Akram is hands down the best character in the whole series. A Syrian refugee who bribes Rose with sweets to try and move from the IT department into a more investigative line of work, he is outwardly polite, professionally eager, and impeccably well-kept, but has a dark and mysterious past. He uses violence (when necessary) to extract information from suspects who don’t cooperate when he asks nicely. His character definitely serves as a social commentary on the immigrant experience in the U.K., and his journey toward earning the respect, trust, and recognition he deserves is the most satisfying triumph of an underdog you’ll see in 2025.
The Cold Case
Throughout the first episode we see glimpses of a female prosecutor who is being harassed electronically by an anonymous perpetrator who continuously contacts her by text and e-mail—thank you Gossip Girl and Pretty Little Liars. But it isn’t until the very end of the episode, when Akram chooses the first cold case folder for Carl to review, that we see her face on the photo paper-clipped to the front. The case we thought was unfolded before our lives in real time actually took place four years ago, and she’s been missing ever since!
Merritt Lingard

Merritt Lingard is the best detective twist since Agatha Christie’s The Murder of Roger Ackroyd. When we realize not only has she been missing, but is, as Akram suspected, still alive in captivity, our minds are completely blown. Streaming series usually reserve plot twists like this for a big finale, but to deliver this masterstroke at the end of the first episode, while we’re still in shock from that opening scene, is a foolproof plan to get us to stream Episode 2.

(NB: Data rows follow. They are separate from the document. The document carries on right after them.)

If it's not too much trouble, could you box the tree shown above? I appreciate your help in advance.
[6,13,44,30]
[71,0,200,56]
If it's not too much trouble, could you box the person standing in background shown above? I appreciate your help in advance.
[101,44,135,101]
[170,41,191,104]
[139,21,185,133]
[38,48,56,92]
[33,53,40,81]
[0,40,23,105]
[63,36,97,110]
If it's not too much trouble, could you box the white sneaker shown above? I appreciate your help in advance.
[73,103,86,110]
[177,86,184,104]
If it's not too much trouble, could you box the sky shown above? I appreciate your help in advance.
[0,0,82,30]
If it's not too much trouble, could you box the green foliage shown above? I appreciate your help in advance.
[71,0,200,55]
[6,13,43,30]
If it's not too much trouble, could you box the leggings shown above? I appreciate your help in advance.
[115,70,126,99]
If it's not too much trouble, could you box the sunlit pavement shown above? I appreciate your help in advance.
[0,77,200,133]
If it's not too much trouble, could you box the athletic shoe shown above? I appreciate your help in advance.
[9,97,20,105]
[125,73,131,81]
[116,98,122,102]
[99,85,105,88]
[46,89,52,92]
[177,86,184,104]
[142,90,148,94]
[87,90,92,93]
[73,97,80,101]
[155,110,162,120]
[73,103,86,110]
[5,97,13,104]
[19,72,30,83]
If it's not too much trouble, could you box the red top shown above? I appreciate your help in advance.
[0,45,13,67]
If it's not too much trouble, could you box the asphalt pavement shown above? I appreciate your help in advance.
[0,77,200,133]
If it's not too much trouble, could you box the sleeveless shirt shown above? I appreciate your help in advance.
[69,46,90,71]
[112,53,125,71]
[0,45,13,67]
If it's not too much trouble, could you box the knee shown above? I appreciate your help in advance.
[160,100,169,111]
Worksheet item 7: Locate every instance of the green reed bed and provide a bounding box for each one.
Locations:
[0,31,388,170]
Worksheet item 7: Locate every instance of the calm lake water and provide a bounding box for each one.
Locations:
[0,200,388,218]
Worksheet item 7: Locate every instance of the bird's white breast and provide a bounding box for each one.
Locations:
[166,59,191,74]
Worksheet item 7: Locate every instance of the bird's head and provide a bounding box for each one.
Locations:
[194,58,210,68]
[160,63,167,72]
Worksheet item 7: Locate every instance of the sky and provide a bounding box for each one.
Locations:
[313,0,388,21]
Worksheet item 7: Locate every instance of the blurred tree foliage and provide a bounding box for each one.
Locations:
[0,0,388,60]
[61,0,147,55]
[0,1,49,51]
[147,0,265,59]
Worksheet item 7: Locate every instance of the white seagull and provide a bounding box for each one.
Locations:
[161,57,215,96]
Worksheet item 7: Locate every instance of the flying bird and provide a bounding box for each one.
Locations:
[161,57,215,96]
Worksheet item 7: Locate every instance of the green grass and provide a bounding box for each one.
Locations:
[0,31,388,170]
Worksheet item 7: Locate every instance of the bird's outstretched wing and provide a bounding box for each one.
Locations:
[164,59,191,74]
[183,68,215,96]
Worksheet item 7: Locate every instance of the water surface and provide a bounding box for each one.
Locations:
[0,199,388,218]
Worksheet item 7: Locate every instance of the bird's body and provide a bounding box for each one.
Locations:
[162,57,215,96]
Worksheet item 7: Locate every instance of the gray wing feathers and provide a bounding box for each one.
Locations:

Trapped in a mysterious hyperbaric chamber, tortured by faceless kidnappers who insist she figure out their identities, and by association, the reason she “deserves” her punishment, Merritt’s storyline is a genre cross-over that brings Dept. Q into the realm of horror, and further innovates the crime thriller with dramatic irony. We know, in part, what happened to her, but the team doesn’t, so the true mystery becomes not “what” but “why” this happened to her.
Claire Marsh

If I haven’t convinced you to drop everything you’re doing and turn this show on already, maybe I can bribe you with a good Harry Potter tie-in. Shirley Henderson, immediately recognizable for her role as Moaning Myrtle, delivers an amazing performance as Claire Marsh, Merritt’s housekeeper and caretaker for her brother William, who is disabled after an attack left him with severe brain damage. She is one of the most interesting characters the team encounters as they work to unravel Merritt’s case, and her facial expressions and quirky style absolutely *scream* “mystery”.
Whether you’re a true crime junkie, a cop-drama fan, an anglophile, or love horror stories with well-written backstories or appreciate thorough character development, this series doesn’t just have something for you, it is everything you could possibly be looking for.